Data-Dependent Stability Analysis of Adversarial Training
Yihan Wang, Shuang Liu, Xiao-Shan Gao
TL;DR
The paper introduces data-dependent stability analysis for SGD-based adversarial training, deriving generalization bounds that incorporate the data distribution via on-average stability. For convex adversarial losses, the bound hinges on the adversarial population risk at initialization and gradient variance; for non-convex losses, an additional curvature term involving the Hessian appears under approximate Hessian Lipschitz assumptions. The bounds scale with the adversarial budget ${\epsilon}$ and remain consistent with standard training when ${\epsilon}=0$, while explicitly accounting for initialization and data-poisoning distribution shifts. Empirical results on multiple datasets validate the theory, showing how robust generalization degrades with larger budgets and how poisoning attacks influence robustness in a manner aligned with the proposed bounds.
Abstract
Stability analysis is an essential aspect of studying the generalization ability of deep learning, as it involves deriving generalization bounds for stochastic gradient descent-based training algorithms.
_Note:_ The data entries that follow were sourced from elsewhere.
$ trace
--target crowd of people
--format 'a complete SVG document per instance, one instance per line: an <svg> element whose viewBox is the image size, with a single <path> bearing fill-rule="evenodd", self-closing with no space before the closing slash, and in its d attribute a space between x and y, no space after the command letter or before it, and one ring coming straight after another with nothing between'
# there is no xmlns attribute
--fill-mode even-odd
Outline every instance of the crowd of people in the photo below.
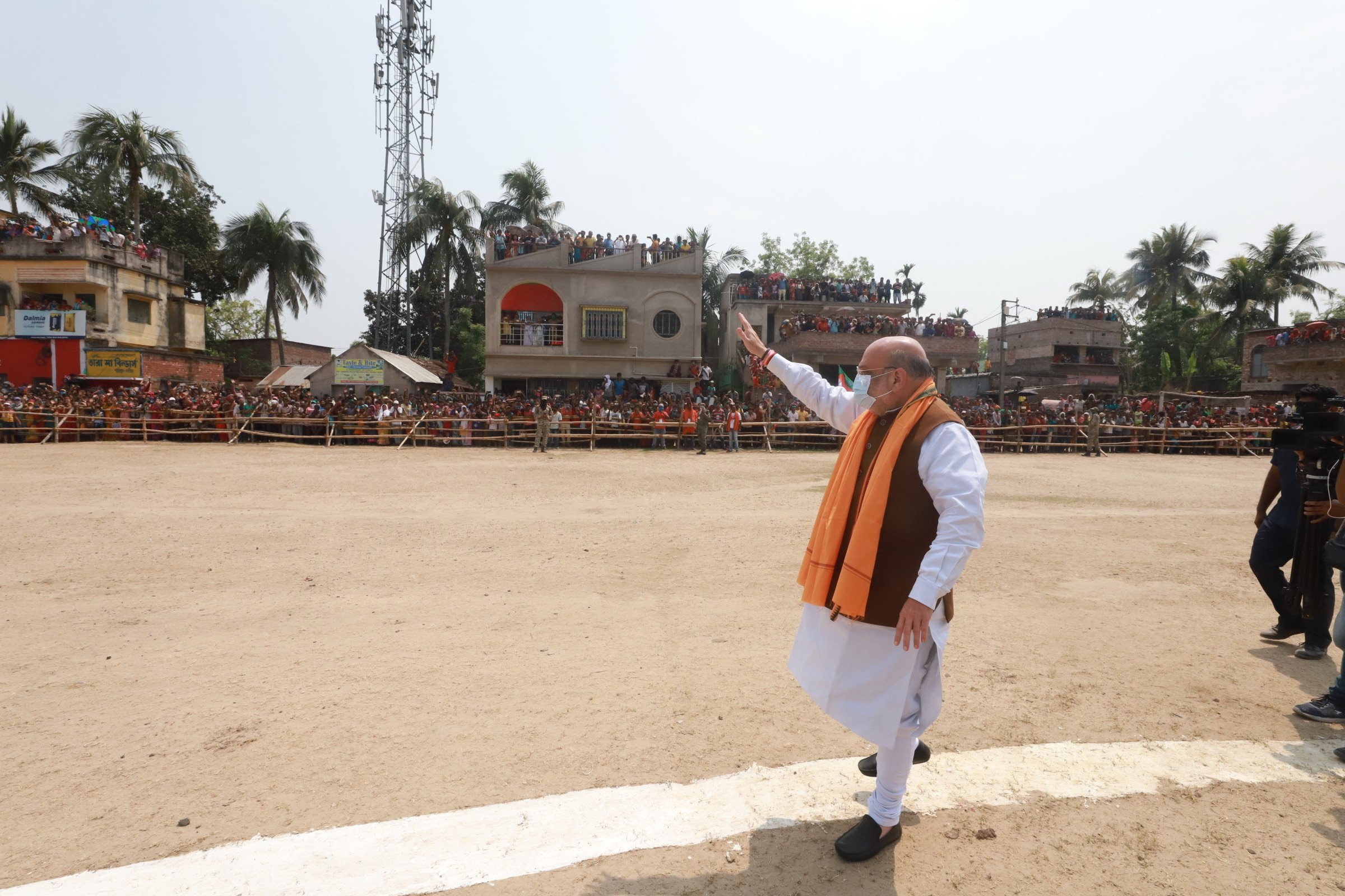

Adversarial training is the most widely used defense against adversarial example attacks. However, previous generalization bounds for adversarial training have not included information regarding the data distribution. In this paper, we fill this gap by providing generalization bounds for stochastic gradient descent-based adversarial training that incorporate data distribution information. We utilize the concepts of on-average stability and high-order approximate Lipschitz conditions to examine how changes in data distribution and adversarial budget can affect robust generalization gaps. Our derived generalization bounds for both convex and non-convex losses are at least as good as the uniform stability-based counterparts which do not include data distribution information. Furthermore, our findings demonstrate how distribution shifts from data poisoning attacks can impact robust generalization.